Monday, January 22, 2018

This Week in Television History: January 2017 PART IV


As always, the further we go back in Hollywood history,
the more that fact and legend become intertwined.
It's hard to say where the truth really lies.


January 22, 1968
Rowan & Martin's Laugh-In first aired.

January  23, 1983
The A-Team debuts on NBC. 

A go-getting newspaper reporter Amy Allen (Melinda Culea) seeks the help of a mysterious group of Vietnam-veterans-turned-soldiers-for-hire to find her missing colleague in Mexico. An elite commando unit in Vietnam, the so-called A-Team was wrongly imprisoned by the Army. They escaped and began working as mercenaries, doing whatever needed to be done for their various clients while consistently eluding the fanatic Army officers sent to catch them. The A-Team went on to become a huge hit and make a star of the-then little known actor Mr. T.

January 28, 1973
CBS-TV debuted Barnaby Jones.
Barnaby Jones is a television detective series starring Buddy Ebsen and Lee Meriwether as a father and daughter-in-law who run a private detective firm in Los AngelesCalifornia. The show was introduced as a midseason replacement on the CBS network and broadcast from 1973 to 1980. Halfway through the series run, Mark Shera was added to the cast as the cousin of Ebsen's character, who joins the firm. William Conrad guest-starred as Frank Cannon of Cannon on the first Barnaby Jones episode, "Requiem for a Son", and the 1975 two-part crossover episodes, "The Deadly Conspiracy". The series was produced by QM Productions(with Woodruff Productions in the final two seasons). It had the second longest QM series run (seven and a half seasons) following the nine years of The FBI. The series bore the Quinn Martin trademark where commercial breaks divided each episode into 4 "Acts" concluding with an epilogue. The opening credits were narrated by Hank Simms.

January 28, 1978
Fantasy Island premieres. 

Before it became a television series, Fantasy Island was introduced to viewers in 1977 and 1978 through two made-for-television films. Airing from 1978 to 1984, the original series starred Ricardo Montalbán as Mr. Roarke, the enigmatic overseer of a mysterious island somewhere in the Pacific Ocean, where people from all walks of life could come and live out their fantasies, albeit for a price.

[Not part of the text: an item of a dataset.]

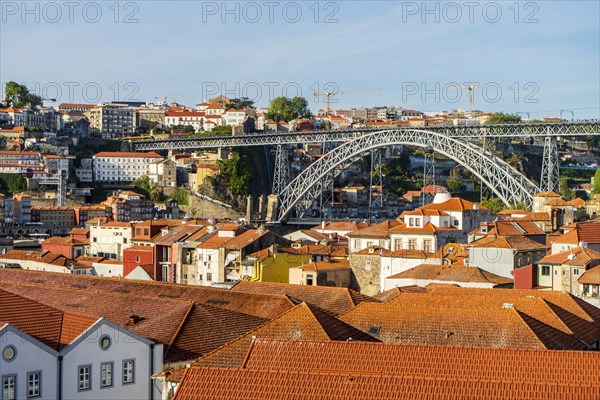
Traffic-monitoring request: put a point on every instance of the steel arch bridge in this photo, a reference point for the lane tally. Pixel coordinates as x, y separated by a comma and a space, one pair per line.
505, 181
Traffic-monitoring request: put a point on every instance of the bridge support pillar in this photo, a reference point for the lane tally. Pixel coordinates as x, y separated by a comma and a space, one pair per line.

Roarke was known for his white suit and cultured demeanor, and was initially accompanied by an energetic sidekick, Tattoo (played by Hervé Villechaize). Tattoo would run up the main bell tower to ring the bell and shout "De plane! De plane!" to announce the arrival of a new set of guests at the beginning of each episode. This line, shown at the beginning of the series' credits, became an unlikely catchphrase because of Villechaize's spirited delivery and French accent. In later seasons, he would arrive in his personal go-kart, sized for him, and recklessly drive to join Roarke for the visitor reception while the staff scrambled to get out of his way. From 1981 to 1982, Wendy Schaal joined the cast as a beautiful brown-eyed blonde assistant named Julie. The producers dismissed Villechaize from the series before the 1983–1984 season, which ended up being its last, and Tattoo was replaced by a more sedate butler type named Lawrence (played by Christopher Hewett), who pressed an electronic button to ring the bell rather than climb the tower himself.
To quote the Bicentennial Minute, "And that's the way it was".